J.P. Morgan seems to have been the real genius and visionary behind much of this strategy. His background was more oriented to finance, and his financial acumen enabled him to make inroads against the other robber barons on their own turfs - a robber baron's robber baron. He was regarded as more cultured and cosmopolitan than most of the others, and perhaps that is why he was able to envision and plan on such an international scale. His financial perspective helped him to see the benefits of making monetary loans to governments and securing them with strong and reliable methods of tax collection.

One might wonder why Knox seemed to be in such a hurry in 1913 to declare the 16th amendment ratified. We can see that it was because of the Federal Reserve Act of 1913. It was important to the banking interests that would be lending money to the U.S government that there be an assured flow of revenue, especially since the robber barons would be removing themselves from the income tax system. Just as an ordinary bank wants to know that a borrower who is given a mortgage has a cash flow adequate to meet the payments, so the banks comprising the Federal Reserve System wanted to be sure the federal government had a dependable method of tax collection in place to provide ample money to pay its debts to them. The income tax and the Federal Reserve are inextricably tied together; it was not mere coincidence that they happened in the same year. The robber barons, their bankers, and Knox had developed this concept and practiced it in Latin America, and in 1913 they were ready to apply it to the United States.

In less than a month after proclaiming the 16th amendment ratified, Knox returned to private practice in Pittsburgh, resigning as Secretary of State so that the new president, Woodrow Wilson, could appoint his own man to the post.* One gets the distinct impression that getting the amendment through the ratification process had indeed been his ultimate goal; he wasn't just a disinterested public official objectively administering the procedure. If he hadn't declared it ratified before leaving office, there was no way to know or control what his successor would do.
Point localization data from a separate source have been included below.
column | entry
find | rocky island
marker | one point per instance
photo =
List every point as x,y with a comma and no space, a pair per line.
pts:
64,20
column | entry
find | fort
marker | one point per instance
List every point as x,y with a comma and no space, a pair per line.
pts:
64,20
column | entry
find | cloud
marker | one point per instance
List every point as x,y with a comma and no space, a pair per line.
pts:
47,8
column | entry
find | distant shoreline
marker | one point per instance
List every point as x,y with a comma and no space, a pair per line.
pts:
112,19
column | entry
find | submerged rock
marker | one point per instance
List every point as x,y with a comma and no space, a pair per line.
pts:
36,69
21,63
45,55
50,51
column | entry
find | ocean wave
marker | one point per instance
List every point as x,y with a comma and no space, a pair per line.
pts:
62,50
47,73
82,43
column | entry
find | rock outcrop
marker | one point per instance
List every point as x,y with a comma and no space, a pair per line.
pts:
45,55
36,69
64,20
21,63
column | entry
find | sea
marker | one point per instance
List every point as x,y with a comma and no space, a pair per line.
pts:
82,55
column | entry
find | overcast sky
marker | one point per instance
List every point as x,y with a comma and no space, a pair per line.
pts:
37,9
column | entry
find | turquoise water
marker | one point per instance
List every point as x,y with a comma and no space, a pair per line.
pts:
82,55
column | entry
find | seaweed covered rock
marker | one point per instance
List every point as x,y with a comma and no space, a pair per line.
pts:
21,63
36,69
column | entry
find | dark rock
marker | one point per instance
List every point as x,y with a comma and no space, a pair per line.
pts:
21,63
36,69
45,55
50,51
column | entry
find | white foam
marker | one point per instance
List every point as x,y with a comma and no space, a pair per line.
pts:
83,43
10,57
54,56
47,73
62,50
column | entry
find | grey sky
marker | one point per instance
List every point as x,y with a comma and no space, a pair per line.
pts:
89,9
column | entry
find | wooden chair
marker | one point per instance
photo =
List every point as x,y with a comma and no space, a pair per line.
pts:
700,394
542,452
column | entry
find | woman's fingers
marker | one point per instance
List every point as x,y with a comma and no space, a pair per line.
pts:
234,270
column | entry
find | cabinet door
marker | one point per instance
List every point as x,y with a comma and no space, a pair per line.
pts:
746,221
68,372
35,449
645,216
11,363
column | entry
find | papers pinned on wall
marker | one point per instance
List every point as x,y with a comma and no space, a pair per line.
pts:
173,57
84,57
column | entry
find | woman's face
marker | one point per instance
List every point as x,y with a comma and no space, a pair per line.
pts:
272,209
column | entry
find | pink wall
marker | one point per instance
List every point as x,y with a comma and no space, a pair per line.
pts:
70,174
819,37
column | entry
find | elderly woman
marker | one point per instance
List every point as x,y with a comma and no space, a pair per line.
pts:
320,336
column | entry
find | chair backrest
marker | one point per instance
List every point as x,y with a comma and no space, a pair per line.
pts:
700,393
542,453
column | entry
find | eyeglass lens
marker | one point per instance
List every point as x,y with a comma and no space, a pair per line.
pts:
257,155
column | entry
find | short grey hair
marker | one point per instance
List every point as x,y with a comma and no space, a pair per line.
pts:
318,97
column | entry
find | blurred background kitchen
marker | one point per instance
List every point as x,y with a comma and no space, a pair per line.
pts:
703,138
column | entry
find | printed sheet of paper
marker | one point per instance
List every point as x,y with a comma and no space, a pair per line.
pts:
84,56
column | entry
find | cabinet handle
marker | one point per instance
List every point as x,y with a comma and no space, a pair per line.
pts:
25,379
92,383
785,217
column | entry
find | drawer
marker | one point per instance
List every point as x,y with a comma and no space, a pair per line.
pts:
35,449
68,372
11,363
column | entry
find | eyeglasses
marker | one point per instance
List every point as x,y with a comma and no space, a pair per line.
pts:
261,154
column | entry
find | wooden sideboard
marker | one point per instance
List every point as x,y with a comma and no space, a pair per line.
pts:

The title of this piece asks whether it's credible that Knox would commit fraud in ratifying the 16th amendment. We leave it to readers to decide for themselves, but for us, it seems like a "no-brainer." He would and he did.

*Taft's brand of republicanism had upset Roosevelt enough that the latter ran again for President in 1912. His third party "Bull Moose" candidacy spoiled Taft's re-election, and Democrat Wilson won.